Assume to have an $N \times N$ stochastic matrix $W$, where $\sum_j w_{ij} = 1$ and $w_{ij}$ is a generic element on row $i$ column $j$ of the matrix $W$. Moreover you have the following two $N \times N$ matrices:
\begin{equation} \renewcommand*{\arraystretch} A = \begin{pmatrix} 1-\alpha_{1} & 1-\alpha_{1} & 1-\alpha_{1} & ... & 1-\alpha_{1}\\ 1-\alpha_{2} & & & & \vdots \\ 1-\alpha_{3} & & & & \vdots \\ \vdots & & & & \vdots \\ 1-\alpha_{N} & ... & ... & ... & 1-\alpha_{N} \end{pmatrix} \;. \end{equation}
and \begin{equation} \renewcommand*{\arraystretch} B = \begin{pmatrix} \alpha_{1} & \alpha_{2} & \alpha_{3} & ... & \alpha_{N}\\ \alpha_{1} & & & & \vdots \\ \alpha_{1} & & & & \vdots \\ \vdots & & & & \vdots \\ \alpha_{1} & ... & ... & ... & \alpha_{N} \end{pmatrix} \;. \end{equation}
where $0<\alpha_i<1 \; \forall i$. I need to prove that the matrix \begin{equation} C = B \circ (I - A \circ W)^{-1} \end{equation} where $\circ$ is the hadamard product, is also a stochastic matrix.

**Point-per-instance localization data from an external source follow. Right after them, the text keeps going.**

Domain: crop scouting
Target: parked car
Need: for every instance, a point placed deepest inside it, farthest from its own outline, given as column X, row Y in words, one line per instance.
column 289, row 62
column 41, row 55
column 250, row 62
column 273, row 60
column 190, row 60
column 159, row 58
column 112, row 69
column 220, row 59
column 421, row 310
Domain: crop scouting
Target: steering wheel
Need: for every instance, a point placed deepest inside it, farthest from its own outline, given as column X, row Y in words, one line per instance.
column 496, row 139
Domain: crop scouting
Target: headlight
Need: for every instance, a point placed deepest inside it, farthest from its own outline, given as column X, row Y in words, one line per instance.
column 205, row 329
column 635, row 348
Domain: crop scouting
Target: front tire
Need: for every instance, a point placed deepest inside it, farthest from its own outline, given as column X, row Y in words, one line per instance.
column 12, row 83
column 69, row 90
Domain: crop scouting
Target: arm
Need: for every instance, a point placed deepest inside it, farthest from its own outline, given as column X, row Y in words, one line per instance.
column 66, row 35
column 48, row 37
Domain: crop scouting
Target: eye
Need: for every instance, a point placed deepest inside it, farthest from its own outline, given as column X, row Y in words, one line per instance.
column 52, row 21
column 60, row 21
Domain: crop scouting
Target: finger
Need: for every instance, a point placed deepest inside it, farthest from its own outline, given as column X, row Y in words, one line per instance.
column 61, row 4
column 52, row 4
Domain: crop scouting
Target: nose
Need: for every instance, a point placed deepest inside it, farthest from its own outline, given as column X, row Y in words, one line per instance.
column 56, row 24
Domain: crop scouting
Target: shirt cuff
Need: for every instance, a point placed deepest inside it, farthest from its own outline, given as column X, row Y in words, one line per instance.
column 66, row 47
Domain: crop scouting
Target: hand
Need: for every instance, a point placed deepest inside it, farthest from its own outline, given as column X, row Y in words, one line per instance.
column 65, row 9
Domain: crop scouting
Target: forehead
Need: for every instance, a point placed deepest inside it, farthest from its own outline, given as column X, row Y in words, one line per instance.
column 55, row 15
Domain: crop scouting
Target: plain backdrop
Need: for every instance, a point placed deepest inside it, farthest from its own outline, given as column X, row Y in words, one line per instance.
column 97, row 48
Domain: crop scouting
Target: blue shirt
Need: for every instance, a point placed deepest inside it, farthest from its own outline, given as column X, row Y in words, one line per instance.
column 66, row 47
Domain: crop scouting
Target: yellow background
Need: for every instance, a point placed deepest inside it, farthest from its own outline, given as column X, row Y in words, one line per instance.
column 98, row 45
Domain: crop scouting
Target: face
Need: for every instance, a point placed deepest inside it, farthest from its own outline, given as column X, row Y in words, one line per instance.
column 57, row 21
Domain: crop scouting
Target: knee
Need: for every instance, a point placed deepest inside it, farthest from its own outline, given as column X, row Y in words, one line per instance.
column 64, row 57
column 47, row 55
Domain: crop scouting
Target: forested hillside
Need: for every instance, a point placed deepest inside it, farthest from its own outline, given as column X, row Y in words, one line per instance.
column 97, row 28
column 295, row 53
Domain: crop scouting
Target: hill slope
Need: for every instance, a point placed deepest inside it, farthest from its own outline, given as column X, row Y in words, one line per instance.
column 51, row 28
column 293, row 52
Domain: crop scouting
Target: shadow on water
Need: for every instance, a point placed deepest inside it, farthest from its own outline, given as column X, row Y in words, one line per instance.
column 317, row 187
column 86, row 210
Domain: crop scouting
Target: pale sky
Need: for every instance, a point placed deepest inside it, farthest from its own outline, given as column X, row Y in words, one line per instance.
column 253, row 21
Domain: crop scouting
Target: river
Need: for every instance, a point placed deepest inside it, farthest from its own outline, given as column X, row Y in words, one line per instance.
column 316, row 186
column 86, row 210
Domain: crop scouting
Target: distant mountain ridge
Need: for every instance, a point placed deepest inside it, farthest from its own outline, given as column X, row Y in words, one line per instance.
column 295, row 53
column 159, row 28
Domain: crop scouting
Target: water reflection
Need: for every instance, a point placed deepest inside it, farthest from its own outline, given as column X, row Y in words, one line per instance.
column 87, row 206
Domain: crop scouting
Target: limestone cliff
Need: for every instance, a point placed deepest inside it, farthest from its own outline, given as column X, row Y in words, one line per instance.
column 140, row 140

Do you have hint? I am getting crazy over this! Thank you very much!
J.
expand the inverse as, $$(I-A \circ W)^{-1} = \sum_{k=0}^{\infty} (A\circ W)^k$$ I think that the series is guaranteed to converge for those matrices. Then notice that $$B=1-A^T$$ Then it can be proved, with some little manipulations, that $$\sum_j \left[(A\circ W)^{k+1}\right] _{ij} - \left[A^T\circ(A\circ W)^{k}\right] _{ij} =0 $$ In fact one has $$\sum_j \left[(A\circ W)^{k+1}\right] _{ij} =\sum_j\sum_m \left[(A\circ W)^{k}\right] _{im} \left[A\circ W\right] _{mj} =\sum_m \left[(A\circ W)^{k}\right] _{im} (1-\alpha_m)$$ Once you do that it is easy to conclude the proof noticing that the only relevant term of the series is the one with $k=0$, therefore you have $$ \sum_j C_{ij} = \sum_j [1\circ I]_{ij} =\sum_j I_{ij} =1 \qquad \forall i$$